Russian fighters also fired at the airport in the western city of Ivano-Frankivsk, which is less than 150 kilometers (94 miles) north of Romania and 250 kilometers (155 miles) from Hungary, two other NATO allies.
NATO said Sunday that it currently does not have any personnel in Ukraine, though the United States has increased the number of U.S. troops deployed to Poland. White House national security adviser Jake Sullivan said the West would respond if Russia’s strikes travel outside Ukraine and hit any NATO members, even accidentally.
Ukrainian and European leaders have pushed with limited success for Russia to grant safe passage to civilians trapped by fighting. Ukrainian authorities said Sunday that more than 10 humanitarian corridors were set to open, including from the besieged port city of Mariupol. But such promises have repeatedly crumbled, and there was no word late Sunday on whether people were able to use the evacuation routes.

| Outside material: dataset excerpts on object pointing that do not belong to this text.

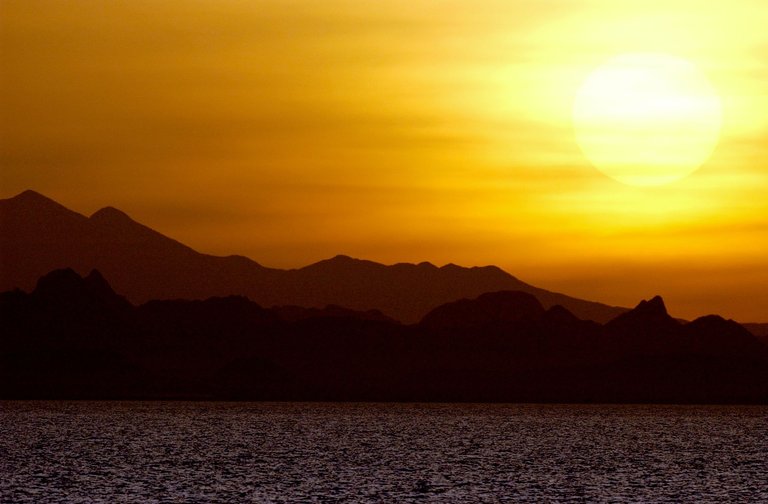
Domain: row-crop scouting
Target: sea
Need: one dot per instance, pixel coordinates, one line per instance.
(212, 452)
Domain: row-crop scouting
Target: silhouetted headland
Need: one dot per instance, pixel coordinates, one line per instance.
(40, 235)
(74, 337)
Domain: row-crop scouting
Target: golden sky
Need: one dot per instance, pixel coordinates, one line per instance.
(293, 130)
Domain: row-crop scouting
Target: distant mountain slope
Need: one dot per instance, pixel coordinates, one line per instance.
(73, 337)
(40, 235)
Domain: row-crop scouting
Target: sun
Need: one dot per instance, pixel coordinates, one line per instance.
(647, 119)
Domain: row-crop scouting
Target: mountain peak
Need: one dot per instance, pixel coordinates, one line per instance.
(110, 214)
(646, 315)
(654, 306)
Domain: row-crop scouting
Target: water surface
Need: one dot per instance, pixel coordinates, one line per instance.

The International Committee of the Red Cross said suffering in Mariupol was “simply immense” and that hundreds of thousands of people faced extreme shortages of food, water and medicine.
“Dead bodies, of civilians and combatants, remain trapped under the rubble or lying in the open where they fell,” the Red Cross said in a statement. “Life-changing injuries and chronic, debilitating conditions cannot be treated.”
The fight for Mariupol is crucial because its capture could help Russia establish a land corridor to Crimea, which it seized from Ukraine in 2014.
Elsewhere, fighting continued on multiple fronts.
In the southern Ukrainian city of Mykolaiv, near the Black Sea, authorities reported nine people killed in bombings. They said Russian airstrikes on a monastery and a children’s resort in the eastern Donetsk region hit spots where monks and others were sheltering, wounding 32 people.
Around the capital, Kyiv, a major political and strategic target for the invasion, fighting also intensified, with overnight shelling in the northwestern suburbs and a missile strike Sunday that destroyed a warehouse to the east. An American filmmaker and journalist was killed in an attack by Russian troops.
In the Kyiv suburb of Irpin, Ukrainian soldier Alexei Lipirdi, 46, said that the Russians “want to intimidate us so that we will not be calm,” but he and his unit remain defiant. As he spoke, smoke billowed from distant buildings and cars stood damaged or abandoned.